Richard Pierce

Richard Pierce – author, poet, painter

Life

Day 238

Being back on BBC Radio Norfolk with Stephen Bumfrey yesterday was a blast. But I’d been more nervous than I can ever remember being when I walked down into Norwich. Three years since I’d been on “proper” radio, so maybe it’s understandable. In the end, I needn’t have worried. When we finished, I checked my phone, and we’d got lots of lovely feedback. It felt like I’d never been away, and the chemistry was still there, even after not having seen each other for such a long time.

There is a certain beauty in sitting in a professional radio studio, with one eye on the presenter you’re talking to, and one eye on the studio clock behind that presenter, always aware of the seconds ticking away, always aware that programmes are slotted together in a certain way, and that when the clock hits a certain time there are only x seconds left until you need to stop talking, and stop talking with a decent wind-up rather than cutting yourself off in mid-sentence. None of this over-running by a few seconds/minutes like we can afford to do on Radio Stradbroke, because there’s only an offline stream to follow us at 1pm.
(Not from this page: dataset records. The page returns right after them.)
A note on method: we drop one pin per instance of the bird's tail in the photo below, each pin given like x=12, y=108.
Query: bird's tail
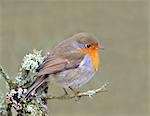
x=36, y=85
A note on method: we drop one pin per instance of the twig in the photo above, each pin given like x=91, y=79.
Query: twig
x=6, y=77
x=89, y=93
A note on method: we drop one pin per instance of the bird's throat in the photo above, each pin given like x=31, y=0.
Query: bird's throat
x=94, y=56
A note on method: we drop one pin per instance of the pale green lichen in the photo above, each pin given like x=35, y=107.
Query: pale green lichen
x=31, y=61
x=3, y=106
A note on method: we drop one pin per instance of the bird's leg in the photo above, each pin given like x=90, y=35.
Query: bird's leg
x=75, y=93
x=66, y=93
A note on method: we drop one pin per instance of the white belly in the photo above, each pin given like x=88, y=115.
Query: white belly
x=75, y=77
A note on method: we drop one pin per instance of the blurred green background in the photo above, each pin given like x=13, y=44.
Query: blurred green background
x=122, y=26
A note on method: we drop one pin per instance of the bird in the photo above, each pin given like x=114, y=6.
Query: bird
x=71, y=64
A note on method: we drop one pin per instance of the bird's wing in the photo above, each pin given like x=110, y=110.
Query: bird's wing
x=54, y=64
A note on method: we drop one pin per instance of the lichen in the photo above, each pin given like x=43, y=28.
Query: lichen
x=31, y=61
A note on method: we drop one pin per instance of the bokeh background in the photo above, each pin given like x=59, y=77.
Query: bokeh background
x=122, y=27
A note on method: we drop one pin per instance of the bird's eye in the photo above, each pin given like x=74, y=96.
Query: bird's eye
x=88, y=46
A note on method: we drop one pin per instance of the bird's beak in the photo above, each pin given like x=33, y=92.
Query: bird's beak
x=101, y=48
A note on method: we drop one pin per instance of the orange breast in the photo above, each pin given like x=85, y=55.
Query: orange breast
x=94, y=55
I’m very fortunate that I learned this quite early on when I first got the opportunity to be on people’s radios across the country. That day when I sat in a darkened studio in London and did 13 interviews with 13 different local radio stations down an ISDN line is fresh in my memory, and taught me that I had to be precise yet personable, that I had to listen to certain inflections in unseen presenters’ voices that would be cues to finish talking in the next seconds. I remember being so excited to do that succession of interviews, and buzzing for days afterwards.

A lot of people don’t realise that radio presenters don’t just pitch up five minutes before their show starts, nor that they don’t just make it up as they go along. The fact is that they put in as much work off air as they do on air. A four-hour programme will take four hours to prepare (on a good day). The systems in professional radio studios are vastly more complex than the primitive 1-mixer and two computers set-up I have here in the office (and I must admit I’d dearly love to learn how to use one of those complex desks they have), and rely on split-second timing. Even I often need three hours to put together my 3-hour shows, especially the New Music Friday shows which involve a lot of hunting around for something good to play. And however spontaneous radio sounds most of the time, it is spontaneity within an existing framework (yesterday, I was scheduled to be in the 15:20 slot, and we started our segment at 15:19:45, which is damn impressive – you can listen again here for a month after the show went out – and I have linked to the point at which we start talking). I do try to think of links between records. Yesterday, I tried to think of complete sentences and phrases to use once I got on air. And I had two sides of notes with bits highlighted that I could glance at so I got all the credits in for the artists involved in the making of Marina Florance’s Annie C. And the reaction to that song in the studio was amazing, better than I had expected. Goosebumps and silence. That’s how a good song is defined. And that made me very happy indeed.